Total Loss: 45 pounds (I lost another TWO POUNDS this week!)...But I know I could have lost more. It's time to really start bringing in the calories consumed, I think.
What I craved this week: I didn't have any real cravings until Monday night. I limited the chocolate covered pretzels to 6 on Saturday night and ignored the tortilla chips and salsa on my plate that night for dinner. I also got a small ice cream from Marble Slab Saturday night instead of a medium (or a large...)
On Monday night, all I wanted was Chik-Fil-A for dinner. I had the calories left to eat, so I went ahead and splurged on chicken strips and waffle fries. I may have also splurged on ice cream from McDonald's as well.
And I DID NOT crave a diet coke! I drank water with my Chik-Fil-A, and it was delicious.
|hello almost skinny face.|
And finally, over the weekend, I bought new sports bras and new work-out capris in a size large. I've been a size XL (and also a size XXL) for so long that I never really saw myself as needing only a large. But after lots of loose sports bras and pants that almost fall down wile I run, I decided it was probably a good idea to get clothes that fit.
I'm not ready to wear a size large in regular clothes just yet. But I am getting there!

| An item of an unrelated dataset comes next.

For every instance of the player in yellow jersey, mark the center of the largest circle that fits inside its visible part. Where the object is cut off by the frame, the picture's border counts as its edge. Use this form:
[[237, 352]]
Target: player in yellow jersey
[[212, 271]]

Workouts planned for this week: I made a work-out schedule over the weekend, and so far I have stuck to it - except for on Tuesday night. After a long, busy clinic and then voting, I decided to take my tired self and sore heel home for relaxing. I'm hoping to make it to the gym on Thursday morning instead.
Personal Goal(s) for this week: No eating lunch out for the work week! I have more calories left over for dinner (when I am the hungriest) when I take my own lunch. Plus it helps save money. I also want to continue to track everything - even when I go over my calorie goals. It's important for me to see and remember what I am putting into my body.
I need to work on limiting sweets. I love ice cream and frozen yogurt more than almost anything. And I will eat it every chance I get. The calories in frozen yogurt aren't awful, but I know it would be better if I limited my consumption of sweets (especially the frozen kind) even more. So I am hoping and planning to only have frozen sweetness a total of three times this week or less.
|last week's calorie deficits|
Favorite Quote(s) for this week: "Fitness to me, isn't about a crunch or a push-up: It's about taking your power back. " - Jillian Michaels
"It's all about lifestyle change." - Bob Harper
"Obstacles don’t have to stop you. If you run into a wall, don’t turn around and give up. Figure out how to climb it, go through it, or work around it." - Michael Jordan
What I'm looking forward to: Running. I want to be back in the game of running and training for another 5K. But I know I need to get this plantar fasciitis under control first...More spinning. Nothing pushes me quite like spin class, and I need that push...It reminds me how far I have really come.
And.. on a note unrelated to weight loss, I am looking forward to the outside of our new house being DONE. Rock gets hung Thursday! It will finally look like a real house then, and they can get to work on insulation, drywall, flooring, and all the other fun stuff.